Organization is what you do before you do something, so that when you do it, it’s not all mixed up. — A. A. Milne
When the creator of “Winnie the Pooh” wrote that sentence, he probably was not thinking about metadata. But the phrase rings true for WGBH, Boston’s public radio and TV outlet, as well as for the Library of Congress.
Those entities were chosen in 2013 by the Corporation for Public Broadcasting as stewards of the American Archive of Public Broadcasting, or AAPB, and joined forces to preserve thousands of hours of public radio and television archival broadcasts.
Casey Davis Kaufman
Recently, the National Endowment for the Humanities awarded WGBH a $345,000 grant to pursue PBCore, a metadata “schema” for the management of public media collections. WGBH’s Media Library and Archives has led the development of PBCore and now is using the grant to develop methods and workshops to make its standard more accessible to archivists and public media organizations.
A schema is a standard for organizing information. Think of PBCore as a systematic way to document and manage all available talk and music programs so that people can access them more easily.
“We’re not going to make a lot of changes to the schema,” said Rebecca Fraimow, archivist at WGBH. “We are using the grant to make it more useable for librarians and archivists as well as media managers at stations. Data has to be structured in a certain way so it’ll be easier for people to search by keyword or other criteria to find what they are looking for.”
Karen Cariani is project director for the AAPB at WGBH.
“So far more than 40,000 hours of content from over 100 public radio and TV stations have been digitized,” she said. “The PBCore metadata schema provides a format and structure for entering details about these older analog recordings: host names, the station on which the material aired, program title, in some cases musical genre, performance rights ownership, date of broadcast and other information that is useful to describe the digital files.”
The public can search historic public broadcasting content at americanarchive.org. PBCore users can go to pbcore.org for schema documentation, how-to and tutorial materials and user community Github repository.

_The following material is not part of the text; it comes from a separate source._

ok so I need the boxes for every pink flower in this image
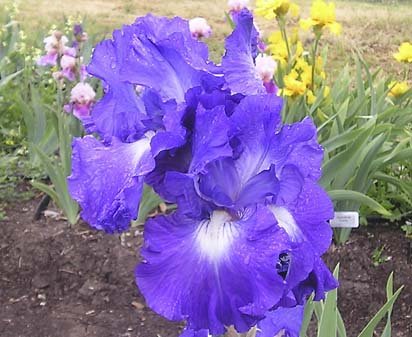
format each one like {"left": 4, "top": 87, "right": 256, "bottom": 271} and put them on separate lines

The entire AAPB is available “on-site,” meaning at WGBH Boston and at the Library of Congress reading room in Washington. however much of the collection (more than 17,000 digitized historic programs from 70+ stations) is available online at www.americanarchive.org, with more being added every week.
“One of our biggest challenges is the messy data, or in some cases a lack of data, that we have on some of the audio and video from our contributing stations,” said Fraimow. “We spend a lot of time and resources identifying what content is significant and unique, and what content is a duplication of something we already have. We are playing catch-up with 60+ years of material.”
A visualization of the PBCore schema and data model. You can see enlarged versions of these images on radioworld.com, search “PBCore.”
This is the AAPB metadata management system based off of PBCore, where the team ingests, manages, stores and catalogs the 2.5 million metadata records submitted by stations.
“And finding funds to support the work is always a challenge,” added Cariani. “It costs money to digitize, catalog and process audio and video for the archive, and to do outreach and marketing. We are willing to work with our partner stations and help them in any way we can, including assisting them in writing local grants to sort out their unique material. Funding from NEH for the PBCore Development and Training Project will be used to develop a suite of tools to improve use of PBCore, as well as trainings and outreach to spread the word about using PBCore to describe audiovisual collections.”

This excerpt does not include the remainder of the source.